Dutifully, we turned to the Open Archival Information System (OAIS) Reference Model and began to contemplate Submission Ingestion Packages (SIPs). The question that arose almost immediately was a deceptively simple one, “Who is going to create the SIPs?” The MFAH is a private non-profit institution, not a government agency with statutory mandates and record classification systems. There is a comprehensive records management program that has operated successfully since 1994, but how well would it translate to the virtual environment? How much unclassified data lived on the servers anyway? The CTO estimated sixty terabytes, mostly unstructured (meaning data residing outside of a database and, as the name implies, not conforming to uniform attributes as in a data table. Semi-structured data such as found in e-mail and Sharepoint comprise the third category.) Sixty terabytes? The estimate had increased three-fold over the prior year when we had proposed the grant. While most of the increase could be attributed to an institutional mandate to create publication quality images of the permanent collection, the increase and sheer magnitude of the data gave us pause.      

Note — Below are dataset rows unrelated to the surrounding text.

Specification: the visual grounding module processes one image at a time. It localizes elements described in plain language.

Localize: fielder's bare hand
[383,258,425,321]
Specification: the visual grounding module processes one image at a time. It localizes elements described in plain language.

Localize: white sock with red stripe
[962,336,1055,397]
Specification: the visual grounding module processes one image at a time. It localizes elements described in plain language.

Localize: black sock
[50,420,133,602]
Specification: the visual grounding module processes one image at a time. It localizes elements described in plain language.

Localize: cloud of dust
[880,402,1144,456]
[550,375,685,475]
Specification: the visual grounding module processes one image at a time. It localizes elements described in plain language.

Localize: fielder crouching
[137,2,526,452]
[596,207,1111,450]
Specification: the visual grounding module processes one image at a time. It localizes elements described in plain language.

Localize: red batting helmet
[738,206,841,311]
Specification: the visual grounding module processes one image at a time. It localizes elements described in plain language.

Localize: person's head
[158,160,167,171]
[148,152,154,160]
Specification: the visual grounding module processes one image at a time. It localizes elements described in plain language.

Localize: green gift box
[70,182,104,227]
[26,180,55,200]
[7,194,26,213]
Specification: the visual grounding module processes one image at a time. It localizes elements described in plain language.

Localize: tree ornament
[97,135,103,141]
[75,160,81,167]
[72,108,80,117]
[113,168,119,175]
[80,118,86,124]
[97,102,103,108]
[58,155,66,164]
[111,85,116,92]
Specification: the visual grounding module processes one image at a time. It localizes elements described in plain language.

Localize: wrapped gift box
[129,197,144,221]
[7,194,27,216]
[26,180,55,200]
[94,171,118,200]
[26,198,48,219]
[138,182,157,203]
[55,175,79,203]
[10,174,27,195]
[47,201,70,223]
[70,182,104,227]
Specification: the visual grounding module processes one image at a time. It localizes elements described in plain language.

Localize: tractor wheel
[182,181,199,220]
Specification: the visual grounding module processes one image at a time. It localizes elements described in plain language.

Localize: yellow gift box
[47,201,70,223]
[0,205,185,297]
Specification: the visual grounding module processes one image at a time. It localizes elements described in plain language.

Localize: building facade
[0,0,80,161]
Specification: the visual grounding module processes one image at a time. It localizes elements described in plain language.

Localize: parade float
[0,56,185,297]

Since that time the project team has moved forward on two fronts. The first has been to apply existing retention schedules to the museum’s e-records. Toward that end, the departmental retention schedule model has been mapped to a functional one that facilitates plans to standardize similar record schedules across departments.  The second has been to explore the emerging technology of automated classification for the preliminary appraisal of large sets of e-records. This fascinating technology is designed to analyze the content of unstructured data; several MFAH departments participated in a testbed to be used to judge the accuracy of the software before implementation. Until such time that an ideal solution is found, the current path chosen is to pilot the ERA with select records. Measured steps for the long ascent.